In September 2016, we started paying more — much more — than we had ever done before on our debt. We were taking Financial Peace University, and had a little bit of money left over from the sale of our home. Now renting, my wife and I decided to put all of the proceeds from the sale of the house toward the debt. It was dynamite to a logjam, and it really got the debt snowball rolling.
We made great progress. Most of 2017 we threw huge chunks of money at our debt. But during the summer, I got an idea in my head that we should take a family vacation. We had paid down 25 percent of the debt, and I felt like we could celebrate and be OK. We hadn’t taken a “real” vacation with all our of family since the youngest was born, and I didn’t want to let another year slip away without an experience like that. So we packed up on a five-state road trip and had ourselves a little adventure.
This put the debt snowball on hold a little bit. I came back from the vacation with mixed feelings. On one hand, we slowed down our progress, but I was really glad we did it. I enjoyed spending time with my family, and seeing new sights. Although I hate commuting, I do love a good road trip.
Toward the end of 2017, looking at at progress for the year despite the road trip, I started doing a little math on the possibilities for 2018. Things were good at work and I had received a bump in pay. I started analyzing things we could cut — things we left in our budget during the 2017 year — that could add even more to The Cause.
I got to work. We do our monthly budget in a spreadsheet, so I put our expenses in the document and started cutting away. I am a master of coming up with budgets. My wife hates to make a budget, but she can stretch money like nobody’s business. I must be forthcoming: I’m really good at making a budget, but not very good at sticking to them.

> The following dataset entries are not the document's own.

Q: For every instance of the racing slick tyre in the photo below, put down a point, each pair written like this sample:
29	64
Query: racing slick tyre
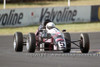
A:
68	42
84	43
18	42
31	43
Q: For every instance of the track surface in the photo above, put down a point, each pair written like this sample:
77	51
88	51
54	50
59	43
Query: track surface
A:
9	58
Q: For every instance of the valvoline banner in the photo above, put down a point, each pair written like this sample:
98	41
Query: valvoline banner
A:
33	16
95	13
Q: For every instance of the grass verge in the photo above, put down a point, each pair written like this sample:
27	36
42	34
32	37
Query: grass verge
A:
74	27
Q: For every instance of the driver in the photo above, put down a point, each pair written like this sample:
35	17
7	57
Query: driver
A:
50	27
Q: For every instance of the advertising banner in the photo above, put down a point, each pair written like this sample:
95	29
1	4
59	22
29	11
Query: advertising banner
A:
33	16
95	13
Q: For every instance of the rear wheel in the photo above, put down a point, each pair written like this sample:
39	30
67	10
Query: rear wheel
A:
31	43
68	42
18	42
84	43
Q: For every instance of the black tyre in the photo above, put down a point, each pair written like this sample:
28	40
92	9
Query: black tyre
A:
31	43
84	43
68	42
18	42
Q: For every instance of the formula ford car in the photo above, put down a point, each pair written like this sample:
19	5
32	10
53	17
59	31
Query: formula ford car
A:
51	39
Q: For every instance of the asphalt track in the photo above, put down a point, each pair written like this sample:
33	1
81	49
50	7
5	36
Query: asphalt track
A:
9	58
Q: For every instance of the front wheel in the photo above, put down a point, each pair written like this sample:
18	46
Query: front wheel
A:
31	43
84	43
68	42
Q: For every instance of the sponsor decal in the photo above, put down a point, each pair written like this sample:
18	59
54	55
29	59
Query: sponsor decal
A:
95	13
99	13
59	15
11	18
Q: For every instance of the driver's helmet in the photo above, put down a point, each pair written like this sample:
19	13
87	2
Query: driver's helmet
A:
45	22
50	25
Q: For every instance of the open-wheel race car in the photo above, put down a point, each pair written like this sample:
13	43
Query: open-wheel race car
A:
50	38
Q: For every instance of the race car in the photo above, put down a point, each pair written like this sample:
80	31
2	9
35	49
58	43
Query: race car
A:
50	38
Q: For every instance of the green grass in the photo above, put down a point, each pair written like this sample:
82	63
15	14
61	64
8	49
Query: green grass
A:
75	27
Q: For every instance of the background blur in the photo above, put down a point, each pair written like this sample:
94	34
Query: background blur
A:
46	3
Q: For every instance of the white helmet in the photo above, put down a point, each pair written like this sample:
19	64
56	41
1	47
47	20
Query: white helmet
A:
50	25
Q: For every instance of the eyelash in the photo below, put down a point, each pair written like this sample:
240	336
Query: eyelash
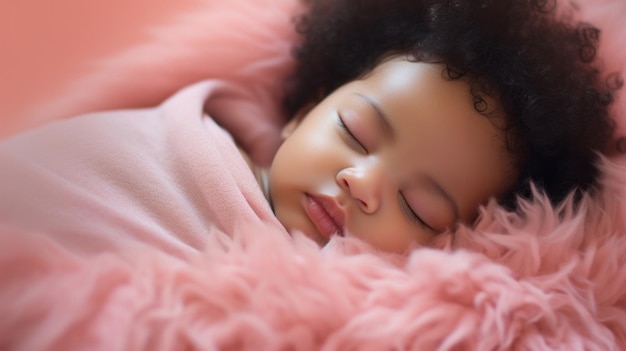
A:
403	203
411	214
347	131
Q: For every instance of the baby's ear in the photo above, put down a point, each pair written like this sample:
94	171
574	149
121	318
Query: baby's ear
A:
295	121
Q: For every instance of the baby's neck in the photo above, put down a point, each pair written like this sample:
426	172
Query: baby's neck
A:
260	174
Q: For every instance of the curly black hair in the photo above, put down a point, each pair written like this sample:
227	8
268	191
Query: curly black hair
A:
539	66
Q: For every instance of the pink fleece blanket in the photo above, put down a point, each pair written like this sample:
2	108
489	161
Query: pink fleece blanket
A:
160	271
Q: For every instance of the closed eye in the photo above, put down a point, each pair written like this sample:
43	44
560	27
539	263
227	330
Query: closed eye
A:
353	139
411	215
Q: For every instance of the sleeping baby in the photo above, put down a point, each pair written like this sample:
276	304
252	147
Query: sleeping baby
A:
407	117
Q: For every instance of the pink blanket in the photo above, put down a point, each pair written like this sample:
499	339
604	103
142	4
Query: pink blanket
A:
160	271
163	177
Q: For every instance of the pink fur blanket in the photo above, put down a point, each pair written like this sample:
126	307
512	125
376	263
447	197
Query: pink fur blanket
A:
549	278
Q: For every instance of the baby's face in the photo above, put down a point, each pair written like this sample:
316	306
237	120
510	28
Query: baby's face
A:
393	159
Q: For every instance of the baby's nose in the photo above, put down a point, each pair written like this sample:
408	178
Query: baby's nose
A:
364	185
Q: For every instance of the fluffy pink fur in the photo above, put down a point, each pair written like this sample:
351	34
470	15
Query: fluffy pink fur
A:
548	279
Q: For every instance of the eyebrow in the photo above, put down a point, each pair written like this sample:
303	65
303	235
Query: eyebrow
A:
383	118
446	195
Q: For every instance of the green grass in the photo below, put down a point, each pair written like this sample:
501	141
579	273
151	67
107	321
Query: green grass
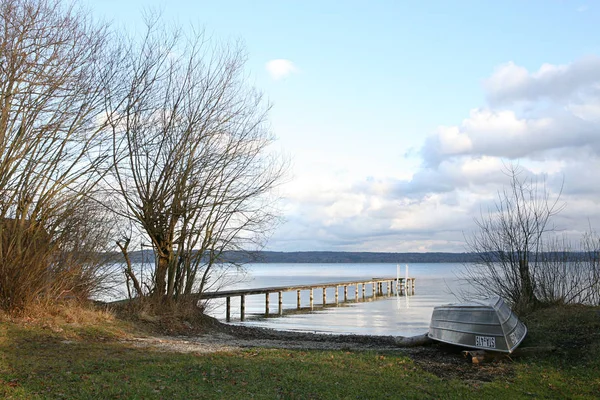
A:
90	363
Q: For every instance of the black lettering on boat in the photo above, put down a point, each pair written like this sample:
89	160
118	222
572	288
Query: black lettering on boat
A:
485	341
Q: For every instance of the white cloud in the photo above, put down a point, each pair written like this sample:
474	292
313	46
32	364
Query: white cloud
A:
555	139
280	68
511	83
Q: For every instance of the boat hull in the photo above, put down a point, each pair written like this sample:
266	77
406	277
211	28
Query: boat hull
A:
485	325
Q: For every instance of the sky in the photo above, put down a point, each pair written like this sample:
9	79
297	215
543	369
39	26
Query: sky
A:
399	117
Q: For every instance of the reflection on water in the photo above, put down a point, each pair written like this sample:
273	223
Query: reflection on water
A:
384	315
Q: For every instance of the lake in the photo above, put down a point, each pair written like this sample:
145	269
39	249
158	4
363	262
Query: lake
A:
396	315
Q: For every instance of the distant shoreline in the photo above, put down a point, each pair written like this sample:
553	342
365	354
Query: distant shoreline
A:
329	257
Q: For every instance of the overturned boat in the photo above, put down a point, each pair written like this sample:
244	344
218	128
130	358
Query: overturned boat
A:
483	324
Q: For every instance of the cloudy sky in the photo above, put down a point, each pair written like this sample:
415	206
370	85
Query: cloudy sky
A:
399	116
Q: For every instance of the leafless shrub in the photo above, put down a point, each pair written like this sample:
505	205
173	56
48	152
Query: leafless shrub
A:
54	71
520	257
191	157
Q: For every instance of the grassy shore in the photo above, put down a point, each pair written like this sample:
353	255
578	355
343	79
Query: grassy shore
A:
68	359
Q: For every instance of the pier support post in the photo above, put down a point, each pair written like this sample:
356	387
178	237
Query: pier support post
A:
267	304
228	309
280	303
242	307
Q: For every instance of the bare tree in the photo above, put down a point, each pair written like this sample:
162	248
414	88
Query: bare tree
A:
522	258
53	75
509	243
191	156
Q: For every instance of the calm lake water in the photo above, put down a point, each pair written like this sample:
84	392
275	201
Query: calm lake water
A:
396	315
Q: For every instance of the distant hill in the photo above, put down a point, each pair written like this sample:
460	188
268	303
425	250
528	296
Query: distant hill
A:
327	257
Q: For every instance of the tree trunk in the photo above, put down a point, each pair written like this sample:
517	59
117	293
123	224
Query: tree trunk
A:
161	274
527	292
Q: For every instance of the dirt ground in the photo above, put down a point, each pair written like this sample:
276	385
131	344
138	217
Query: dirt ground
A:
445	361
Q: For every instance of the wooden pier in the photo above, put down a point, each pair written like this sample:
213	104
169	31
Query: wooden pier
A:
392	286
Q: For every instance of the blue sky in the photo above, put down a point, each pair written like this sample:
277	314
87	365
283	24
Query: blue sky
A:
399	115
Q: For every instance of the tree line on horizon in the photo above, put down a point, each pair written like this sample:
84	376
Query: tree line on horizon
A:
109	140
115	141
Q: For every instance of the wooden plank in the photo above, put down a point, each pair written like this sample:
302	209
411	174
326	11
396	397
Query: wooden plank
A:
267	304
280	303
264	290
228	309
242	307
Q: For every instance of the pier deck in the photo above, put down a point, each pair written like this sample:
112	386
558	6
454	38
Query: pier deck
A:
401	286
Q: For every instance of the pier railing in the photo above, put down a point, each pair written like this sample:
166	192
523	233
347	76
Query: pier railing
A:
392	285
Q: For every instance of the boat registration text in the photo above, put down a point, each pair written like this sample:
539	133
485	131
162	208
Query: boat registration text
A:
485	341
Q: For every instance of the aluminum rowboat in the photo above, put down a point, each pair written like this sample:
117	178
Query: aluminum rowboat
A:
483	324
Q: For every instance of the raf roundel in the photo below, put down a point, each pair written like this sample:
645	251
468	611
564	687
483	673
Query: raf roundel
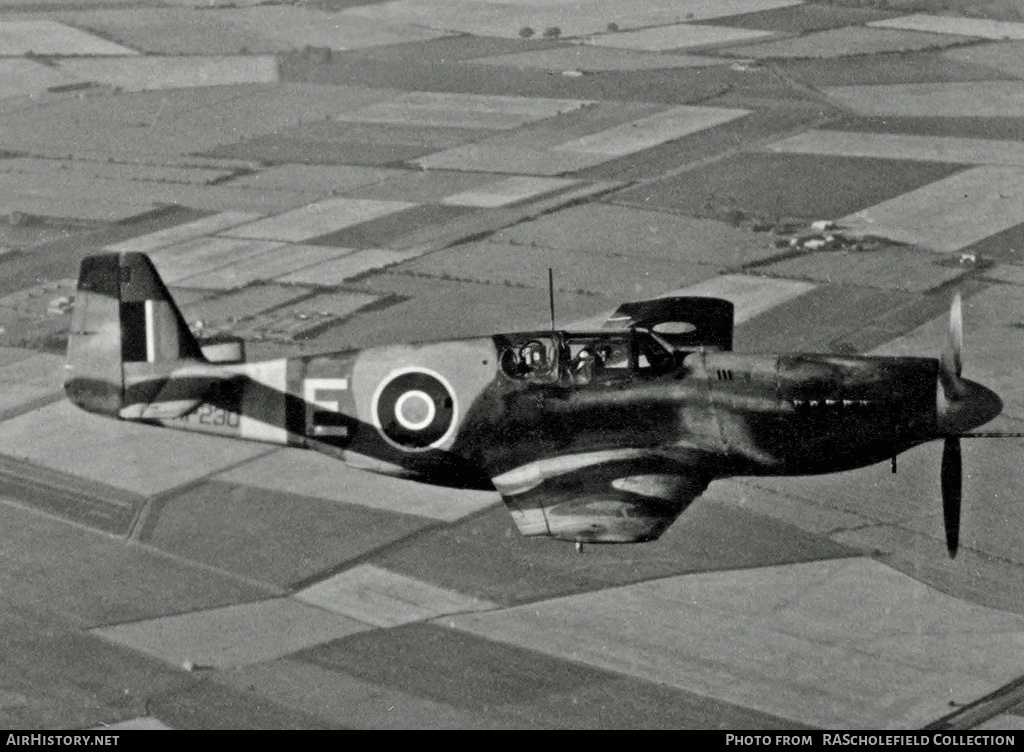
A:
415	409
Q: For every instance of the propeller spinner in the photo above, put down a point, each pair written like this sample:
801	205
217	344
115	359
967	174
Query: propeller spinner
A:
963	405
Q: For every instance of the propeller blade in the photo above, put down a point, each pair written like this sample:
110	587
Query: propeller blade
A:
951	363
952	473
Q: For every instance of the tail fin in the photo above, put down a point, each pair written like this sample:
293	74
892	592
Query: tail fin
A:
127	339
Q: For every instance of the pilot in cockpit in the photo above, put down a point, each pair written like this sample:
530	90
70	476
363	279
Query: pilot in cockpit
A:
588	363
534	358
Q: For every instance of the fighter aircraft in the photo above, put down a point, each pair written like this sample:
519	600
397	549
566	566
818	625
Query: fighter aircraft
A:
602	436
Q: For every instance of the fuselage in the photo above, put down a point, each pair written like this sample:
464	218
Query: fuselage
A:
742	414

This is the really important part: I need a team. I need my wife to partner with me. I need my kids to understand what I want to do. I can’t do this alone.
One evening, I sat my wife down to show her what I had discovered: “I think we can pay off our debt in 2018, but it will require some sacrifice,” I said. I showed her my spreadsheet. I showed some numbers. I told her I can’t do this without her.
“OK, let’s do it,” she said.
On New Year’s Eve, we went out to eat for what might be our final time for awhile. Date nights that cost money? Gone. Going out to eat with the family? Gone. An occasional event with the kids where extra purchases could be made? Gone. We’re watching every penny, cutting every corner, and putting the rest on this final debt.
We’re only a week into it, and it’s a lot of daily mindfulness of all the little places we might be tempted to spend, or not find the best deal for what we need. I think this will be a good experience for us. We’re going to beat this thing, this year. We’re going to win.
It’s taken me a long time to learn this, but the adage is true: You can wander into it, but you cannot wander out of debt. You have to hate it. You must give it your all. It be must become the enemy.
We are finally at war. We are saying say “no” until it hurts.
And then, when all this is over, we’ll be able to say “yes.”